The Texas divorce case takes on this kind of absurdity, arguing that the state must grant a gay couple married in Massachusetts a divorce. But the court in that case can—and likely will—avoid the underlying question by holding, as the state supreme court in Wyoming did in a similar case, that a divorce can be granted without recognition of the marriage. Weird, but possible. Palladino offers no such easy out.
These problems have come up before, for example, because of the differing rules among the states for common-law marriages, marriages between cousins, or marriages with minimum age requirements. The full faith and credit clause of the U.S. Constitution was designed to avoid the potential absurdities and uncertainties, by requiring the states to credit the “public acts, records, and judicial proceedings of every other state.” Before DOMA, states mostly went along with this sensible uniformity.

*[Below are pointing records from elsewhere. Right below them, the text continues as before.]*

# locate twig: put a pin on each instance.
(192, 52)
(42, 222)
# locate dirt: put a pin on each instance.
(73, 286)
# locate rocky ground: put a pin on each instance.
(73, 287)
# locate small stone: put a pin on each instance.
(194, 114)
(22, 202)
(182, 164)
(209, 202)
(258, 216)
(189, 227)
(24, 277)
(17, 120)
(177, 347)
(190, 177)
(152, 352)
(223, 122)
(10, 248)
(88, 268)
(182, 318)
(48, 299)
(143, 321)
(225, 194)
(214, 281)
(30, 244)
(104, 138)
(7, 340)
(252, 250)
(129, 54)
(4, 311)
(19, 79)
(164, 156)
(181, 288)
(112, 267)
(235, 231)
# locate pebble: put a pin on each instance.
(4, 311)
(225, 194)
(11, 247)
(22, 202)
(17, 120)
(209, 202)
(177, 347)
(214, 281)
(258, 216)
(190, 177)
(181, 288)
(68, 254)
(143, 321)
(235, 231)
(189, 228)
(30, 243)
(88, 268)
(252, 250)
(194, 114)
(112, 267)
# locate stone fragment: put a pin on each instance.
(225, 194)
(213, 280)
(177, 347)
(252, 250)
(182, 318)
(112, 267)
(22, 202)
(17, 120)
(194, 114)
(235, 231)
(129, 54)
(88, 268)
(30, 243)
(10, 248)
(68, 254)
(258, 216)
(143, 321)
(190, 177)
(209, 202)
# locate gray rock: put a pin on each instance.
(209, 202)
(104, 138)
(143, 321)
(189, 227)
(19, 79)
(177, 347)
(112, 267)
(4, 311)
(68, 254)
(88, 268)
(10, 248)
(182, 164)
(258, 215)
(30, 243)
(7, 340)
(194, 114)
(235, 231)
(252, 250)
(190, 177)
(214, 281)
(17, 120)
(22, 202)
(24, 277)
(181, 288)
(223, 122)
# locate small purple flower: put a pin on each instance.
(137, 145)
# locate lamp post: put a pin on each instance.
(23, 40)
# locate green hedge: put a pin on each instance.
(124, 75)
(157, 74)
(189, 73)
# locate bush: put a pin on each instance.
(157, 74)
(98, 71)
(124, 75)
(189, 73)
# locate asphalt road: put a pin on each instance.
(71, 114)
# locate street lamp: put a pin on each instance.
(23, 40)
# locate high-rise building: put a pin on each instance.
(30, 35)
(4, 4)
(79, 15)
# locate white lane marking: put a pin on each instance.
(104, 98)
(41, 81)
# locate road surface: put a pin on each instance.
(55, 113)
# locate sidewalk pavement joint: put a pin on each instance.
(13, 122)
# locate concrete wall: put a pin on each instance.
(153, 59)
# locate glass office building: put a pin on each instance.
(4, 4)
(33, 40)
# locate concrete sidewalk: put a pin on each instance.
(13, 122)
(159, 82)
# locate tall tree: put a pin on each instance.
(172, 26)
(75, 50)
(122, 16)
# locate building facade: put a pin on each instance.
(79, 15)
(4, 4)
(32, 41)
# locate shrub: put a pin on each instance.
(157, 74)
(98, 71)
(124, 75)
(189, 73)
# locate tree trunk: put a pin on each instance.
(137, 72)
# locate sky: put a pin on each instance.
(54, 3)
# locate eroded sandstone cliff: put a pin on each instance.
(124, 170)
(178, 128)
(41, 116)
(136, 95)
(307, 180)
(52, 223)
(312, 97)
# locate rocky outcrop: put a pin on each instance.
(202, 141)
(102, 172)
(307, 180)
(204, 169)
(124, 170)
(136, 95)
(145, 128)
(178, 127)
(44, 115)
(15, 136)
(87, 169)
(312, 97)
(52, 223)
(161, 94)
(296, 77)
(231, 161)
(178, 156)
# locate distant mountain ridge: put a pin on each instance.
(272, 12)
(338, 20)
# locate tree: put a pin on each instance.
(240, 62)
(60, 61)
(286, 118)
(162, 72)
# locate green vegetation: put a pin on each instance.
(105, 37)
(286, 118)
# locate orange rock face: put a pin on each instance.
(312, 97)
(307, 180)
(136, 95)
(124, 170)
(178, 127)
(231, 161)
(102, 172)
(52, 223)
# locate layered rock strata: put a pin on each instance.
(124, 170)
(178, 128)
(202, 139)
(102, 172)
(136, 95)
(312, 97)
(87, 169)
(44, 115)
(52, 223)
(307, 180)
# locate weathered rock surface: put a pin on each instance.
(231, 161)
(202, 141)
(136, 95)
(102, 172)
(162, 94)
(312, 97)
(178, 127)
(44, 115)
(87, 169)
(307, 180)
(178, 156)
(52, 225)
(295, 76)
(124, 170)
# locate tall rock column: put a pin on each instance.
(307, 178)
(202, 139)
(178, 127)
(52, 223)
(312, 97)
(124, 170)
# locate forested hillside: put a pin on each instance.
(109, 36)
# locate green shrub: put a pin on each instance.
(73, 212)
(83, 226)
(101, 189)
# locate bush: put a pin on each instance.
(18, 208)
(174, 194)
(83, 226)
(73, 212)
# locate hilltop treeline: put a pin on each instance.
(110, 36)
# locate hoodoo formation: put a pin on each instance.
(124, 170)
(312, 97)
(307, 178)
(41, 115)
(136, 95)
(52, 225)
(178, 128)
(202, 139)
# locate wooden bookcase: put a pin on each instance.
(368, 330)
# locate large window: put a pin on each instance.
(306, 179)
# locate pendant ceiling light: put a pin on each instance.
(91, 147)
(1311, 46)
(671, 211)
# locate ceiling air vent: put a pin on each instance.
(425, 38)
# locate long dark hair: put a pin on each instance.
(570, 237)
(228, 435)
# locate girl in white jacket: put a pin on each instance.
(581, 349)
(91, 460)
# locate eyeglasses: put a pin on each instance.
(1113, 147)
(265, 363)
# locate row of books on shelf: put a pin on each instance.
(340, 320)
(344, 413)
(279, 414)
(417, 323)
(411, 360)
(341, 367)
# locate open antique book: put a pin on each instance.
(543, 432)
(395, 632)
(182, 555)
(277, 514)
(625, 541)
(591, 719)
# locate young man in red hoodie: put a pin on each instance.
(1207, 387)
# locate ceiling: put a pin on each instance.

But there is historical precedent for one state strongly objecting to a sister state’s marriage laws. States that forbade interracial marriages often refused to recognize such marriages from other states. That lasted until the Supreme Court declared all bans on such unions unconstitutional in 1967, in Loving v. Virginia.
It’s safe to say that Pennsylvania won’t be citing the interracial marriage bans to justify its declaration that Palladino and Barker’s marriage is void. But what will Gov. Corbett say? What public policy can he invoke? It’s hard to imagine how the governor can come up with a rationale that’s any better than the justifications for DOMA that the Supreme Court rejected as legislative gay-bashing. In 2013, simple dislike or disapproval of gay and lesbian couples isn’t good enough, legally speaking.
If Palladino and Barker win, and Pennsylvania has to recognize their marriage, the state still won’t have to authorize its own same-sex weddings. But that will soon become a distinction without a difference. Pennsylvania couples can plan their destination weddings in all of New England, New York, Delaware, Maryland, and D.C.—and head home knowing that their marriages are also legal and binding in the state of Pennsylvania. And once this strategy catches on around the country, we’ll have gay couples living with the same rights and protections as straight couples everywhere—even if some states continue to pretend otherwise.